Anyway. If you’re looking for something to keep your mind off of scandals, including what was on Amanda’s desk on Law and Order: SVU, here are some simple – and hopefully, entertaining – directions describing how to make your own prairie creation out of paper. Enjoy.

Start with a rectangular piece of paper. DO NOT USE SQUARE PAPER – THIS IS VERY IMPORTANT.
Fold one corner over to the far edge of the paper. This is the most important fold of the entire project.
Make another fold as shown here. Then open that fold back up.

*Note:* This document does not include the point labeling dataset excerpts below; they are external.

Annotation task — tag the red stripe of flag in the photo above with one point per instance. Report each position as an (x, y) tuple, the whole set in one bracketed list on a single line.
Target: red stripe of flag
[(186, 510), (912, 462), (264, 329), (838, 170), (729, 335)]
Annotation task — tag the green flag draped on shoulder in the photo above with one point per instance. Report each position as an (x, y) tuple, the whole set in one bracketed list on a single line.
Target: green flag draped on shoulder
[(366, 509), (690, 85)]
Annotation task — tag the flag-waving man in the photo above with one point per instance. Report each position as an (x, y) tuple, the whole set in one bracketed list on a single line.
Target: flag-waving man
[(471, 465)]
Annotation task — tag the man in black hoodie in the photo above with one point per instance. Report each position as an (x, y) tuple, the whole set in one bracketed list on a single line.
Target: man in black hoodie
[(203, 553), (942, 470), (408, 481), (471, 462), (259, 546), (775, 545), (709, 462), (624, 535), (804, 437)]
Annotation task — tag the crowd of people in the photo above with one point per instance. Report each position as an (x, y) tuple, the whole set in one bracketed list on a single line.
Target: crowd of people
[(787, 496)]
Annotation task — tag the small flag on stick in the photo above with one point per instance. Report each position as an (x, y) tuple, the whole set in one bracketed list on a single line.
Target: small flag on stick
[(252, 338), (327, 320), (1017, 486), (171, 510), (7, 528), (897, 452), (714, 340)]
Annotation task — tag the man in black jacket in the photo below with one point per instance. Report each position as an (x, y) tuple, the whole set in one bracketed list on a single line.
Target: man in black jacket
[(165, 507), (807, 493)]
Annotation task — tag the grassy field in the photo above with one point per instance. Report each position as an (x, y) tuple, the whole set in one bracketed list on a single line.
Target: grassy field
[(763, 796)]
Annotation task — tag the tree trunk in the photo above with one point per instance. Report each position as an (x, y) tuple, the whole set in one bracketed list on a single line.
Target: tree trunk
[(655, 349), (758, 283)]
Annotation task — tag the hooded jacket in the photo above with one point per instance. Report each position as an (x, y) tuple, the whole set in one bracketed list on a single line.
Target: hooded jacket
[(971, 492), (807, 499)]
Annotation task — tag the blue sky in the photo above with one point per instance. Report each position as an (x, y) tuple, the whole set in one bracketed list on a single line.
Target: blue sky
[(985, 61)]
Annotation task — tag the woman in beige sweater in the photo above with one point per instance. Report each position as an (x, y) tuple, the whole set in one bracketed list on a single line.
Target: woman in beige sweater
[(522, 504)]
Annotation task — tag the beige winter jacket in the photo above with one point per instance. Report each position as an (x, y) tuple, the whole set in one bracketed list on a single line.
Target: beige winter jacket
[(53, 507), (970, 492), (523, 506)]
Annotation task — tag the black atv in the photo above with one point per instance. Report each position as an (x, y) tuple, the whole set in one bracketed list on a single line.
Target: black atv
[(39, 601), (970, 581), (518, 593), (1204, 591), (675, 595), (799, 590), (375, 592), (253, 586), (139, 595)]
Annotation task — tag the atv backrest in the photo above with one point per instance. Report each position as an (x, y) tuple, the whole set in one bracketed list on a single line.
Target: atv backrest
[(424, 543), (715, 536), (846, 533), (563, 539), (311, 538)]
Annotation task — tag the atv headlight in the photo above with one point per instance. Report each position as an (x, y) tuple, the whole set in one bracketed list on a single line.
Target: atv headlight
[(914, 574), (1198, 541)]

Grab some origami scissors (if you don’t have origami scissors, I guess you can use other kinds but I can’t guarantee results). Cut carefully along the last fold you made. Feel free to include a few small jagged edges for style.
Make several more folds, including at least one that you fold and then open back up for no apparent reason. This is very important.
Make a couple more folds. These are the most important folds in the entire project, so take your time on these.
Unfold the fold on the left end and then make two more folds, pretending that this was part of the plan from the beginning.
Turn the paper over. Try to hide your surprise that it actually looks a little bit like an insect.
Now, take the strip you cut off at the beginning of the project and dig it out of the recycling bin, just as you intended all along. With your origami scissors, cut the strip into 6 smaller rectangular strips. As before, feel free to add small jagged edges for style.
Fold each of those small strips into thirds, lengthwise.
Fold each of those folded strips so they don’t look so straight and boring.
Using origami tape, affix each of the strips to the bottom of the folded creation you’ve made. (If you don’t have origami tape, other tapes may also work, but it might affect the quality of the final product.)
Turn the paper over again and admire what you absolutely had envisioned before starting.
Using origami crayons (I really do have to insist that you use actual origami crayons for this step), add the final details.

And that, folks, is how you make a large milkweed bug out of paper. You’re welcome, and enjoy your week.